Свет льётся из ниоткуда, а, быть может, сзади, из-за левого плеча и чуть сверху, создавая на тёмной сцене одно-единственное пятно белого света, не слепящего глаза, но позволяющего в малейших деталях разглядеть тонкую фигуру, сидящую на высоком табурете. Простое белое платье без малейших женских ухищрений наподобие глубокого выреза от самого бедра или низкого декольте. Простое белое платье, подол которого подоткнут так, что до колена и даже чуть выше обнажены стройные ноги – босые, непременно без обуви, тьма и свет, никак иначе!

Она божественна. Неземная статуя из белого мрамора: такая же неподвижно прекрасная и изумительно неживая. Обнажённые руки застыли в одной ей понятном положении, спина выпрямлена подобно струне, длинные волосы, совсем немного спутанные у кончиков, скрывают опущенное лицо от ненужных взглядов. И ноги – стройные ноги, в порыве экстаза сжимающие полированные бока контрабаса.

Миг – и статуя оживает, проводит смычком по струнам, старательно отводя голову чуть в сторону, чтобы свободолюбивые пряди не запутались в натянутых от переизбытка чувств струнах.

Не нужно видеть её лица и слышать голоса. Нет необходимости ощущать запах кожи или вкус губ. И без того есть всё, о чём только можно мечтать: длинные чуть спутанные волосы, изящная линия ключиц, напряжённый мрамор плечей, простое белое платье и – ноги, босые ноги, обнимающие контрабас, которые сами есть и бог, и дьявол, и человек, и чудо, и волшебство, и вся вселенная для меня.


Белая, белая, белая, неимоверно белая комната, за окном которой, пожалуй, даже в самый расцвет зелёной весны царит белый хаос. Пол белый, стены белые, потлок белый, льющийся днём из окон свет, пожалуй, такой же белый, о чём сейчас можно только догадываться, ибо белые гардины успешно оградили комнату от крадущейся в тишине чёрной ночи, а заливающий комнату свет тоже белый, как и широкий торшер большой старомодной люстры на два десятка свечей. Белый воздух, белое настроение, одинокий белый стул посреди комнаты рядом с…

Чёрный, невероятно чёрный, как чёрная дыра на снежном сугробе, если бы затейливый бог задумал однажды уронить её с неба на белое земное покрывало, чёрный, чёрный, чёрный рояль посреди белого безмолвия – князь всего сущего, правитель и повелитель, бог и дьявол, творец…

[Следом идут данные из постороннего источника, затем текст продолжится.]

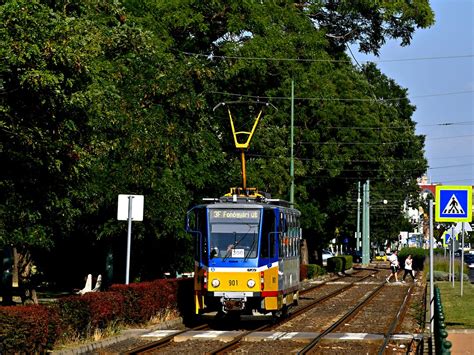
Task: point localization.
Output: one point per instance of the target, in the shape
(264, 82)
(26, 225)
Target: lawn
(459, 311)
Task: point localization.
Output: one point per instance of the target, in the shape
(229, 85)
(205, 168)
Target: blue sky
(435, 86)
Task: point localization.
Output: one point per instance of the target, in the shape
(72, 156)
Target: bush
(442, 264)
(309, 271)
(81, 315)
(303, 272)
(444, 276)
(28, 329)
(144, 300)
(35, 329)
(418, 255)
(336, 264)
(348, 263)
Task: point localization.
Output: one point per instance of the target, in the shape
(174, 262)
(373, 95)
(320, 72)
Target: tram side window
(281, 236)
(201, 238)
(267, 247)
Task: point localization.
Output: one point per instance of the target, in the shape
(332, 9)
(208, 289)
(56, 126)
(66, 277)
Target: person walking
(408, 268)
(394, 265)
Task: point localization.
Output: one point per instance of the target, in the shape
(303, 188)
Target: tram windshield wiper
(251, 247)
(236, 242)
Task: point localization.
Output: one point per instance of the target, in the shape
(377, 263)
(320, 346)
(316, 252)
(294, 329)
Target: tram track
(166, 344)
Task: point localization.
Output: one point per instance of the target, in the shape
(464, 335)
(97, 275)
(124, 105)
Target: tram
(247, 255)
(247, 247)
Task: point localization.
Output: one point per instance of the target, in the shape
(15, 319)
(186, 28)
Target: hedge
(29, 329)
(418, 255)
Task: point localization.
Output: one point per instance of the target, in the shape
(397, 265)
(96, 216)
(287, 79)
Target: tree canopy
(99, 98)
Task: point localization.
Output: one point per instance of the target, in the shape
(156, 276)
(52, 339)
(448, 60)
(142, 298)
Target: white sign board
(137, 207)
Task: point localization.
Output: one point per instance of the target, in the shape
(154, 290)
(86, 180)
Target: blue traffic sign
(453, 204)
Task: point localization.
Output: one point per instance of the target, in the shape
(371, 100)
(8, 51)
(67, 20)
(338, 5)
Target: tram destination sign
(227, 215)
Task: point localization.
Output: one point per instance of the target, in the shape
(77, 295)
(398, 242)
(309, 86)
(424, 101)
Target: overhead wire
(341, 99)
(283, 59)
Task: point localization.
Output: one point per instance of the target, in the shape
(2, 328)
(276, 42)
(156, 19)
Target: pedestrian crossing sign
(453, 204)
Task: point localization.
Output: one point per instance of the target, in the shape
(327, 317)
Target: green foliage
(102, 98)
(335, 264)
(315, 270)
(348, 262)
(442, 264)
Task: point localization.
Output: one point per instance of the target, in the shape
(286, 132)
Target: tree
(101, 98)
(369, 23)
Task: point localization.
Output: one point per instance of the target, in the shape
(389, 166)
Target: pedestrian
(408, 268)
(393, 266)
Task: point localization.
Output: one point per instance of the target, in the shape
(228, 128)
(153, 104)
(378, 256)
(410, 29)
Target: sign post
(454, 204)
(130, 207)
(431, 271)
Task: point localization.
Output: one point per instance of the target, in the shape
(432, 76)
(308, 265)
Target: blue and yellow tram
(247, 254)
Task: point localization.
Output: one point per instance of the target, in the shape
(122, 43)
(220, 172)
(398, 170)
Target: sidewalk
(462, 340)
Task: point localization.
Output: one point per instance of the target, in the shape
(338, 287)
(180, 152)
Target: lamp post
(366, 224)
(358, 217)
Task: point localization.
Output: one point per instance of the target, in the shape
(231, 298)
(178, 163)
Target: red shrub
(303, 272)
(147, 299)
(82, 314)
(28, 328)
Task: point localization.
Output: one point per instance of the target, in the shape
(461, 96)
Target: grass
(459, 311)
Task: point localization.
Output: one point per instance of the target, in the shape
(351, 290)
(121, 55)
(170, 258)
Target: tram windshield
(234, 240)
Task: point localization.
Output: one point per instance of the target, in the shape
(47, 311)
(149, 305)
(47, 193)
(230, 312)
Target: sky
(442, 89)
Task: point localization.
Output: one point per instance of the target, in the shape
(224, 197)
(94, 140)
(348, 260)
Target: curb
(126, 334)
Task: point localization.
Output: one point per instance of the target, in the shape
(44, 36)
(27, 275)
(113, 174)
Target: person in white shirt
(393, 266)
(408, 268)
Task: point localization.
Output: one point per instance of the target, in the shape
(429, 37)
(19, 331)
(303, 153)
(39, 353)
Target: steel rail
(348, 314)
(236, 340)
(395, 321)
(165, 340)
(158, 343)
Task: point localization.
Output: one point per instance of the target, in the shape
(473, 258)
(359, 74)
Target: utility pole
(292, 160)
(366, 224)
(358, 217)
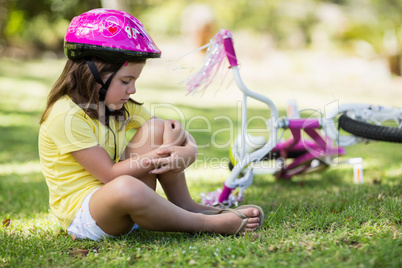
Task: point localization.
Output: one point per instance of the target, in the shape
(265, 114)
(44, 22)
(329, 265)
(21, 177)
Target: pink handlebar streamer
(212, 62)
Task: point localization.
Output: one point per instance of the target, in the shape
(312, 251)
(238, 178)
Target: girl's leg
(119, 204)
(150, 137)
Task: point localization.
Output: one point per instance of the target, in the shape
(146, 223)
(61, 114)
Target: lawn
(317, 220)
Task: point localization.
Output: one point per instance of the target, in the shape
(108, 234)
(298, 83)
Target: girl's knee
(149, 134)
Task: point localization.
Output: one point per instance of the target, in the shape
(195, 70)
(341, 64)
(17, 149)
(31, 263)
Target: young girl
(97, 186)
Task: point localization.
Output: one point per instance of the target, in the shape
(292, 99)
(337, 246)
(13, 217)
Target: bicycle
(363, 122)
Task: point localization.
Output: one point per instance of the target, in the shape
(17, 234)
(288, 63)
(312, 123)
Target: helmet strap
(102, 94)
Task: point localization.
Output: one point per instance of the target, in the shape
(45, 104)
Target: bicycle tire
(370, 131)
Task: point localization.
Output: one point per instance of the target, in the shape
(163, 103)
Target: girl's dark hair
(77, 82)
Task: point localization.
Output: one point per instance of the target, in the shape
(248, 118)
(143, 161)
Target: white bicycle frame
(245, 160)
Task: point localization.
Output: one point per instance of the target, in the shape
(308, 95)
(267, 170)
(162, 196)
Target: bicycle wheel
(370, 131)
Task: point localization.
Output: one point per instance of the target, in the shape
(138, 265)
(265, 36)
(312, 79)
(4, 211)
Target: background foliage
(370, 27)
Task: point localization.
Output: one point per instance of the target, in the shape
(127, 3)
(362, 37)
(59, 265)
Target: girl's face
(123, 85)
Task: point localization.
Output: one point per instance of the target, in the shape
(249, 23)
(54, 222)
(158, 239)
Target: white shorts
(84, 226)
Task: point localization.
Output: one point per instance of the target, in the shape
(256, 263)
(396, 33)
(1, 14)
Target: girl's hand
(173, 133)
(175, 158)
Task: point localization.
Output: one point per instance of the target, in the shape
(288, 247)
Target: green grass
(317, 220)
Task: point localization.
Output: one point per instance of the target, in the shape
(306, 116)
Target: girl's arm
(177, 158)
(98, 162)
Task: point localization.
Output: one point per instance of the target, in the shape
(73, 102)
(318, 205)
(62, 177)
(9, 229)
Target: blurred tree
(379, 24)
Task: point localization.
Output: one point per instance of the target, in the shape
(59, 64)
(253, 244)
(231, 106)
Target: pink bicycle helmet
(112, 35)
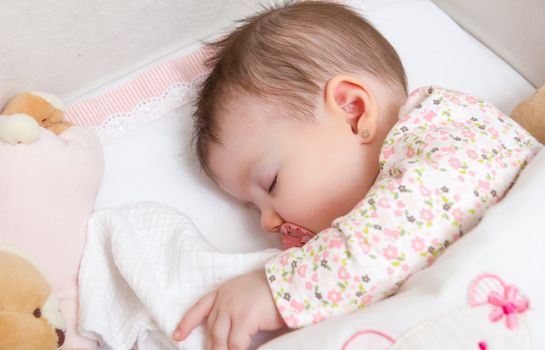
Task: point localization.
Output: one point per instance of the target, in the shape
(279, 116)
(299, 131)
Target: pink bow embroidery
(508, 305)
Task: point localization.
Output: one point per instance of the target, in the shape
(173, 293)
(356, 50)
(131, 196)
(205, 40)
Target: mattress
(144, 122)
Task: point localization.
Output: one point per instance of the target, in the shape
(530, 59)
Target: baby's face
(303, 172)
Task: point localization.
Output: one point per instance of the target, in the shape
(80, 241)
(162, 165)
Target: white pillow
(154, 162)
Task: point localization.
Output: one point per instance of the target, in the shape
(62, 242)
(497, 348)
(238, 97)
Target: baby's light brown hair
(284, 56)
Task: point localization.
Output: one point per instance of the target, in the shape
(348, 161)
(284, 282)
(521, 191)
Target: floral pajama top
(450, 157)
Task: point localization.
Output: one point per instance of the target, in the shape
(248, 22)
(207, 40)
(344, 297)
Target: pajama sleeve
(434, 185)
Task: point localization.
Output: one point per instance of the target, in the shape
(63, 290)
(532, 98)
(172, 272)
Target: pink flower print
(471, 100)
(383, 203)
(343, 274)
(365, 247)
(430, 138)
(284, 259)
(429, 115)
(367, 299)
(485, 185)
(454, 100)
(468, 134)
(418, 244)
(393, 234)
(457, 213)
(298, 307)
(455, 162)
(424, 191)
(390, 252)
(335, 243)
(388, 152)
(302, 270)
(334, 296)
(426, 214)
(318, 317)
(508, 305)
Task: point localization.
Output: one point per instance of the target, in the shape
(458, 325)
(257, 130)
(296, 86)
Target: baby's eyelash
(273, 184)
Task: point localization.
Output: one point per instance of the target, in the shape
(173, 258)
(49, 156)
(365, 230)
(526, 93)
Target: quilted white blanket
(142, 267)
(145, 264)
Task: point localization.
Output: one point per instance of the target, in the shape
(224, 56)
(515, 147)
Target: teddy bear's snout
(60, 337)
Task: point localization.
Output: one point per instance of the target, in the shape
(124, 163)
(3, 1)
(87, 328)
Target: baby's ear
(350, 99)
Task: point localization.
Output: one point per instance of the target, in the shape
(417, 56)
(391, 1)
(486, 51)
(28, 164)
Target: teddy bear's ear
(47, 109)
(19, 128)
(530, 113)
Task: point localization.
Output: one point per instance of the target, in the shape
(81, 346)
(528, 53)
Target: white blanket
(142, 267)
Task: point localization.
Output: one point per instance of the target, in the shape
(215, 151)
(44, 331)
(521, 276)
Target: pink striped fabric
(150, 83)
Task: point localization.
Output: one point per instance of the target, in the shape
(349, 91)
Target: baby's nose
(271, 221)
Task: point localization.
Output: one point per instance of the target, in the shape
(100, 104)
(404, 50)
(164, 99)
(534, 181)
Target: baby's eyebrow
(250, 205)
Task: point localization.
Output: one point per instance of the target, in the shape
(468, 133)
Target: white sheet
(155, 163)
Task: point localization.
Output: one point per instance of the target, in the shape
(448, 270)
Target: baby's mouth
(293, 235)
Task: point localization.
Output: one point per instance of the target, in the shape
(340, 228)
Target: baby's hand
(236, 311)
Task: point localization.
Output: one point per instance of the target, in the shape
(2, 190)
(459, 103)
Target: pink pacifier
(293, 235)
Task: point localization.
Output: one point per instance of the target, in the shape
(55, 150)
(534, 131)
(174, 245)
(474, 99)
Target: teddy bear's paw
(19, 128)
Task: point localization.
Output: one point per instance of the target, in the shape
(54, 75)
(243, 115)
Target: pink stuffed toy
(48, 187)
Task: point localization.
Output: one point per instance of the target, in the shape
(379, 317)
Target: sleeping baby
(305, 116)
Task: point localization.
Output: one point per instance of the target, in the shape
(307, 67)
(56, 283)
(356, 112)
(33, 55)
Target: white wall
(68, 47)
(514, 29)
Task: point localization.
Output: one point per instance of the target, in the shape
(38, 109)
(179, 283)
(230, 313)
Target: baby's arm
(439, 188)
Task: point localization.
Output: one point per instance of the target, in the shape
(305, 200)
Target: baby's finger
(194, 316)
(220, 332)
(240, 336)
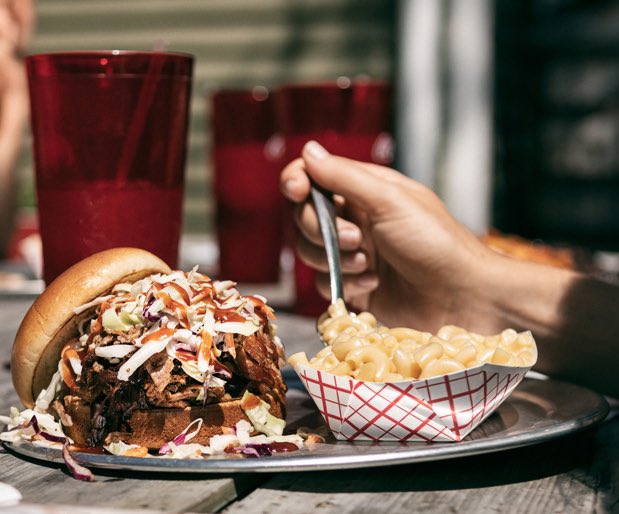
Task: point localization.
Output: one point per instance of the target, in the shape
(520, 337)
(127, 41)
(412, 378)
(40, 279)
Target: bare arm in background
(16, 19)
(409, 262)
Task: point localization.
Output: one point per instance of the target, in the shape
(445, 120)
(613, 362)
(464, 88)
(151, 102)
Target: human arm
(408, 261)
(16, 18)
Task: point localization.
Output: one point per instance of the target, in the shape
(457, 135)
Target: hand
(404, 257)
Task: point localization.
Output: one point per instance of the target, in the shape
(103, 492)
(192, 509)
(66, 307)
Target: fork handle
(325, 209)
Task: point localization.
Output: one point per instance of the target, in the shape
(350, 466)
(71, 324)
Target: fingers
(361, 183)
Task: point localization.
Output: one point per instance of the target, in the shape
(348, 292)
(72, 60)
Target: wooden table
(578, 474)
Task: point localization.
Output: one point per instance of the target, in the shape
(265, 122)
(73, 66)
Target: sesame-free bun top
(51, 322)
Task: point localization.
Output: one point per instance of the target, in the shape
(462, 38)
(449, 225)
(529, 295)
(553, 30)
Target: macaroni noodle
(359, 348)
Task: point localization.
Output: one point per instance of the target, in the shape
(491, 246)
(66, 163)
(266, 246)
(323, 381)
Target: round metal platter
(537, 411)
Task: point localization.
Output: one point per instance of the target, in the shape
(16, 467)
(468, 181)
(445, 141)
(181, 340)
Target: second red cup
(349, 118)
(247, 154)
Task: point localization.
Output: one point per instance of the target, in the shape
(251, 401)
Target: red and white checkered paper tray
(439, 409)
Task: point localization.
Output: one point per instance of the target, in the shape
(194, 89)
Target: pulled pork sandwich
(121, 348)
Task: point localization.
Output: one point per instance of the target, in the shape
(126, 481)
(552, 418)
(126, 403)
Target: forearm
(574, 318)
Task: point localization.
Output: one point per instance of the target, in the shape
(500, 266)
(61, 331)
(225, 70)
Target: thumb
(358, 182)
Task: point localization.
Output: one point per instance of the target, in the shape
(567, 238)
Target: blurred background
(237, 44)
(508, 109)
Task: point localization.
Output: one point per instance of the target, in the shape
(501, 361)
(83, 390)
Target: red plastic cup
(247, 154)
(110, 138)
(349, 118)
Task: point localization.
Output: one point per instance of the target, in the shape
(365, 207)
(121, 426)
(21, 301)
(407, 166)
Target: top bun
(51, 322)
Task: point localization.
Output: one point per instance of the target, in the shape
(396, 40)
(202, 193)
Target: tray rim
(305, 460)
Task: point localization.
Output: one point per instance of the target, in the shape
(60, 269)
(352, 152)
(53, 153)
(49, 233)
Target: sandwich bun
(51, 322)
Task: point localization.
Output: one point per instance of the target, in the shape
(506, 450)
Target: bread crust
(154, 427)
(51, 320)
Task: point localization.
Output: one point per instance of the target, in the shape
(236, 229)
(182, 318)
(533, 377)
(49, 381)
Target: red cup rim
(59, 63)
(257, 93)
(343, 83)
(106, 53)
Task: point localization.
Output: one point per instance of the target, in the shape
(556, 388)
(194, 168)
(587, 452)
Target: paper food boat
(439, 409)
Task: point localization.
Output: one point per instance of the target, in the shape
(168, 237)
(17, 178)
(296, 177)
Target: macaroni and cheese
(358, 347)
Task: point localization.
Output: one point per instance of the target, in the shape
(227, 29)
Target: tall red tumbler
(110, 135)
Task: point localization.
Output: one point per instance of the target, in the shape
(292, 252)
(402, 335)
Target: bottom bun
(153, 428)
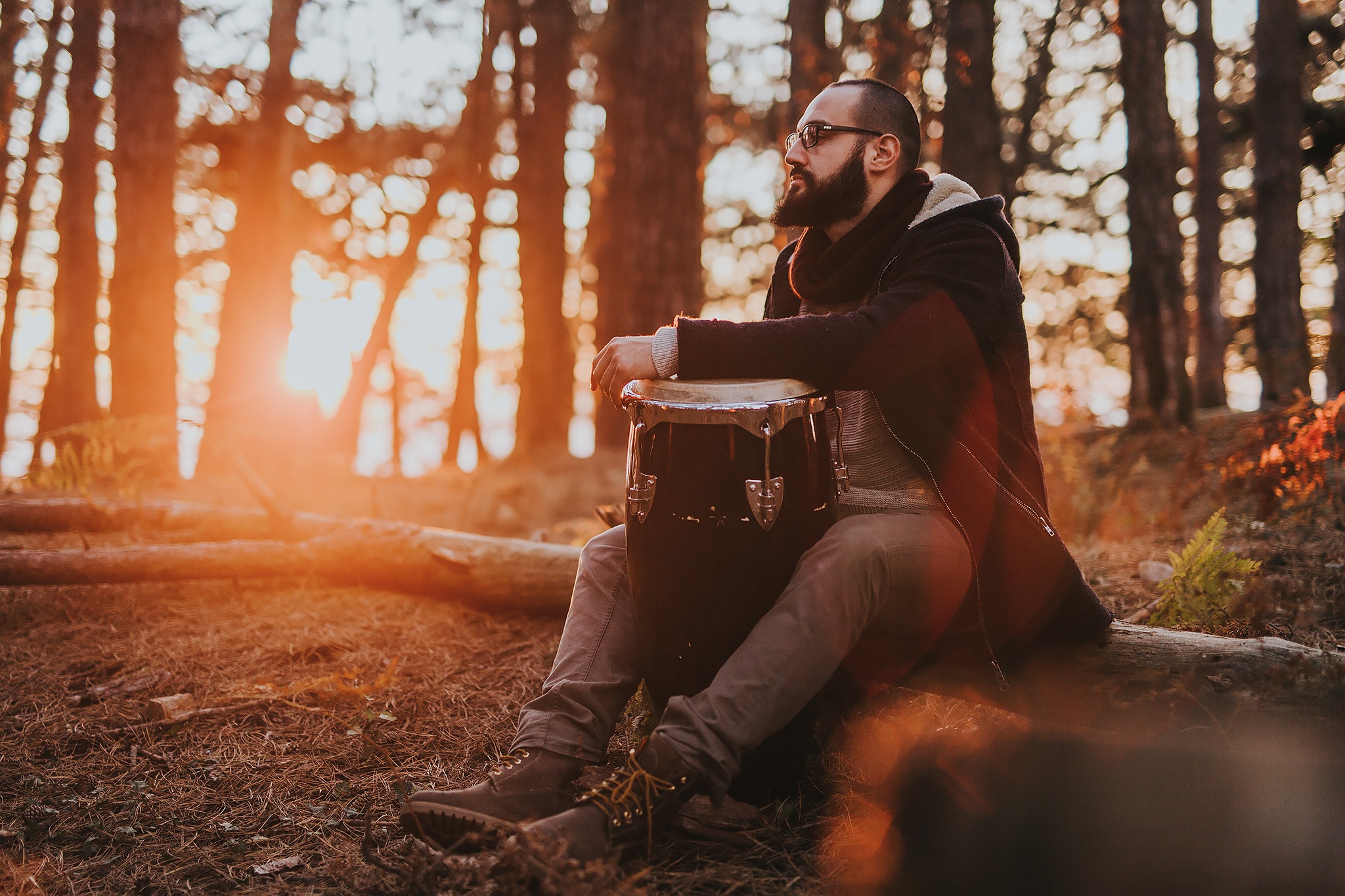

Почему не обращаю внимания на сидящего у рояля? Почему не отслеживаю линий его лица, выражение глаз и угол падения света на кончик носа? Почему не различаю, кгде ворот пиджака уже превращается в рубашку, а та – в брюки, а те – в туфли? Почему не вижу цвета волос?

Только руки. Изящные и тонкие, как у молодой женщины, с длинными музыкальными пальцами, ухоженными и подвижными. Эти пальцы сводят с ума, вытягивают душу, связывают её в узел, выворачивают наизнанку и снова вшивают внутрь тела, уже изменённую до неузнаваемости. Эти пальцы медленно текут по чёрно-белым клавишам, скользят над ними порывом ветра, бьют с силой громовых раскатов и мелькают сверканием молнии.

Не нужно видеть его лица и слышать голоса. Нет необходимости ощущать запах кожи или вкус губ. И без того есть всё, о чём только можно мечтать: просто чёрная фигура у чёрного рояля посреди белой бесконечности, тонкие запястья и – пальцы, нвозможные, прекрасные, непередаваемо чарующие пальцы, которые сами есть и бог, и дьявол, и человек, и чудо, и волшебство, и вся вселенная для меня.


Да.
У меня есть идеалы женской и мужской красоты. И если когда-нибудь я встречу такую женщину или такого мужчину, я сойду с ума от восторга. Сотворю чудо, убью невинного, сожгу Рим, обреюсь наголо, взорву Америку, продам за грош все звёзды, оглушённый желанием и страстью - лицезреть, ощущать, владеть и обладать в той степени, которая ещё не ограничивает свободу, но уже даёт о себе знать.

Но не поднимется рука написать, что "отрекусь от крови, забуду о гордости", тьма свидетель, что почти хотел бы суметь, но знаю, что даже в сумасшествии не позволю себе.
И всё же - сотворю, убью, сожгу, уничтожу. Ибо - идеалы. Ибо - совершенство. Ибо - непередаваемый экстаз от одной лишь мысли.
Страшно. Непередаваемо страшно и убийственно прекрасно, несмотря даже на всю патетику слов.



Всего лишь очередной ночной бред как альтернатива никогда - даже в самом "проблемном" возрасте - не виденных эротических снов и фантазий.